Are fountain sodas postmix?
In most cases yes. The system mixes cold or carbonated water with syrup or concentrate at the moment of serving, which is why it requires calibration, CO₂, treated water and maintenance.
Does Bag-in-Box always mean postmix?
No. A Bag-in-Box can contain a finished drink, which would work as premix, or a syrup/concentrate that must be mixed with water or soda, which would be postmix.
What is Brix in postmix?
This is the measurement or adjustment of the ratio between syrup and water or soda. If the Brix is not properly calibrated, the drink can end up watery, too sweet, flat, or inconsistent.
Which system takes up the least space?
Postmix usually takes up less storage space because it works with concentrates. Premix transports and stores the final beverage, so it can take up more volume.
Which system needs more maintenance?
Postmix usually requires more technical maintenance because it needs calibration, pumps, a carbonator, filtered water and valve cleaning. Premix also requires cleaning, pressure, cooling and line maintenance.
Can I combine premix and postmix on the same bar?

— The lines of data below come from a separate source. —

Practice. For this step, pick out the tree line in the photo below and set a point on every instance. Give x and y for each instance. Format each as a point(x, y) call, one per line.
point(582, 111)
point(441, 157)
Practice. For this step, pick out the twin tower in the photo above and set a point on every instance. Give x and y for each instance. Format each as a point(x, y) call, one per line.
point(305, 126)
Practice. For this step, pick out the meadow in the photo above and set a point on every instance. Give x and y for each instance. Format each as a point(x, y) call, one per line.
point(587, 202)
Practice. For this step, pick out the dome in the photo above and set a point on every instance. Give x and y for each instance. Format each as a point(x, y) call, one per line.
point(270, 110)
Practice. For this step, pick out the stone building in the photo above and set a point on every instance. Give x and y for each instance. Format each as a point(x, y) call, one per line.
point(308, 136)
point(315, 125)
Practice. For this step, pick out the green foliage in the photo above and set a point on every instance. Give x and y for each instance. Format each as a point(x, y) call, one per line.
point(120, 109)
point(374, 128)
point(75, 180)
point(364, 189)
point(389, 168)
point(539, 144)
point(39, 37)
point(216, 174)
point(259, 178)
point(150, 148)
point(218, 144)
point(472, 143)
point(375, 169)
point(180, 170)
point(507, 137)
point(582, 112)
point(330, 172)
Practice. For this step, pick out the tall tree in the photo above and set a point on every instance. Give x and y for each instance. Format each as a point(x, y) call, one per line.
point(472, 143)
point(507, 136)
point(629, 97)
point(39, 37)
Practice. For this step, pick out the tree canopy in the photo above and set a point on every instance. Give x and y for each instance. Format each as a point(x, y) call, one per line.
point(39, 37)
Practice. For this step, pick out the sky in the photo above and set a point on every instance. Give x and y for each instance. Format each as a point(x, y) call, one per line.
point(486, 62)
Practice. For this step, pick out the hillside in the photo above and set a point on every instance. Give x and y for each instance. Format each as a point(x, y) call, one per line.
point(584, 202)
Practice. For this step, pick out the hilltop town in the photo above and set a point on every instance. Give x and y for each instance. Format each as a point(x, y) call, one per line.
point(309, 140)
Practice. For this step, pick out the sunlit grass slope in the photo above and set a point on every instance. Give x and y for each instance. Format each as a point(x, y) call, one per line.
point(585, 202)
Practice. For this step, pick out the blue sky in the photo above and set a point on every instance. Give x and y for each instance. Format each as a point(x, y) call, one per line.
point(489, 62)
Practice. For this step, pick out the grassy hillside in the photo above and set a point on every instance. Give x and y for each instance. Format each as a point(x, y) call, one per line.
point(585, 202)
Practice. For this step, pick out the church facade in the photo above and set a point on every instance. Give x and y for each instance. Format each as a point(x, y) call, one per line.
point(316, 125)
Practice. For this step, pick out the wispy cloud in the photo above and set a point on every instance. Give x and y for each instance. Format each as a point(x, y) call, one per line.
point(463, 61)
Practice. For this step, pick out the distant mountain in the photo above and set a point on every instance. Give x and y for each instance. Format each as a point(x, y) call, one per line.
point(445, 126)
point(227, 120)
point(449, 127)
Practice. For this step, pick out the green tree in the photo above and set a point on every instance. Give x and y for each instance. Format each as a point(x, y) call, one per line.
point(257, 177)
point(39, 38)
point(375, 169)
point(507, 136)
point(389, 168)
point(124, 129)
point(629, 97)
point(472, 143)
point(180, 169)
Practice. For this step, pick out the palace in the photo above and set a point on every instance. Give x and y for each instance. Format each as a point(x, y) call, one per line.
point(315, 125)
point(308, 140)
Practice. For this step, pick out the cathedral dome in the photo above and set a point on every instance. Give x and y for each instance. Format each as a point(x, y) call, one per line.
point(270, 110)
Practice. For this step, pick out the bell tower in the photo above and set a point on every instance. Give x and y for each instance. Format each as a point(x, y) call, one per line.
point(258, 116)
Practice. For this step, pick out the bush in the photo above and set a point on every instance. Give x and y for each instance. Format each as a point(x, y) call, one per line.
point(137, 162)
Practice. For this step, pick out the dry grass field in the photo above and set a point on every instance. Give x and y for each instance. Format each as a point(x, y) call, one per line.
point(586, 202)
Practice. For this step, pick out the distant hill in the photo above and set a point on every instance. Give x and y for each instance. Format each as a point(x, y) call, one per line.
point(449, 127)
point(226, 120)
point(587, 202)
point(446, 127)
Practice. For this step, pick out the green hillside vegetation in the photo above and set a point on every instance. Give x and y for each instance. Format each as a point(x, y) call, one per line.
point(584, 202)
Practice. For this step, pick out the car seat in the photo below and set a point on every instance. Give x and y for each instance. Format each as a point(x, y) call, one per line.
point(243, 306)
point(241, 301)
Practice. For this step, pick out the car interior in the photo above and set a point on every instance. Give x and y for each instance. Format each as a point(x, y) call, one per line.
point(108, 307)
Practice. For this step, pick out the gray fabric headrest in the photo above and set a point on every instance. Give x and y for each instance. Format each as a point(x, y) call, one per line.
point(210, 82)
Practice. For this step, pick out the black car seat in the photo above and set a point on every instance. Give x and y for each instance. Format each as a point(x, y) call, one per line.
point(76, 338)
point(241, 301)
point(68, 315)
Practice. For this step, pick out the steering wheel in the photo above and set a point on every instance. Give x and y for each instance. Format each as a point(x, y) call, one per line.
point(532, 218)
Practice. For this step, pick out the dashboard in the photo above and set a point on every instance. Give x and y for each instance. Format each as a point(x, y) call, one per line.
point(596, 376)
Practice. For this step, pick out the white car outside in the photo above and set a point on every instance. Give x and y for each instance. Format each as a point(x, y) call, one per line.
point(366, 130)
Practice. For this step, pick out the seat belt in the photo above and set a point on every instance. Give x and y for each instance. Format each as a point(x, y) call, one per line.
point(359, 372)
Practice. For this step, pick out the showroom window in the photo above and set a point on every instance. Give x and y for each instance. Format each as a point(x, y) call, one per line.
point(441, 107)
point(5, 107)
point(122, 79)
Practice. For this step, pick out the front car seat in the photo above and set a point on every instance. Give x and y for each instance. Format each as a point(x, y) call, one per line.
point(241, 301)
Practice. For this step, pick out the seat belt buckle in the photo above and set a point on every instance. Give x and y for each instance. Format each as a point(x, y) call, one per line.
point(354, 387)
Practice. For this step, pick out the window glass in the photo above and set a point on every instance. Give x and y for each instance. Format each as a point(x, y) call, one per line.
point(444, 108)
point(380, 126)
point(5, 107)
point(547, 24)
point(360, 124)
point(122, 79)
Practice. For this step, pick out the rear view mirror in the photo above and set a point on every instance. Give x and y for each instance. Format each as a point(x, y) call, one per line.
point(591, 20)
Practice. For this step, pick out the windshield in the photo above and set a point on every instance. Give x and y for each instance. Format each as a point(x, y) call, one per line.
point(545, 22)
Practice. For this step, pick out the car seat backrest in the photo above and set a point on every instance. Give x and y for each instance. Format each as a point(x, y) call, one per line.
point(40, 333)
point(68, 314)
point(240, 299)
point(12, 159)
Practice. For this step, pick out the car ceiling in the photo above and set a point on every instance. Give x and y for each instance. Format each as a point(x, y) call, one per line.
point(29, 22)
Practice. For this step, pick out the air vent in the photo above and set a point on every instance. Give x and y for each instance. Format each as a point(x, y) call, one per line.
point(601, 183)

Yes. Many multi-beverage projects combine beer, wine, vermouth, or premix cocktails with postmix soft drinks, mixers, soda, or lemonades. The key is to design cooling, gas, water, lines, taps, and cleaning properly.
Which businesses benefit most from postmix?
Fast casual, QSR, food halls, hotels, events, chains, high‑volume restaurants, and businesses that serve many repetitive drinks can benefit from the space savings, speed, and cost control of postmix.
Can Install Beer design a premix or postmix system?
Yes. Install Beer can assess the type of drink, venue, volume, water, gas, cooling, lines, taps, cleaning and maintenance to design a premix, postmix, hybrid or multi-beverage solution.
Technical note: the choice between premix and postmix should be made according to drink, recipe, water, pressure, temperature, flow rate, container, space, cleaning, rotation, maintenance, and commercial objective. Before installing a professional system, it’s advisable to carry out a technical study of the venue and the planned service.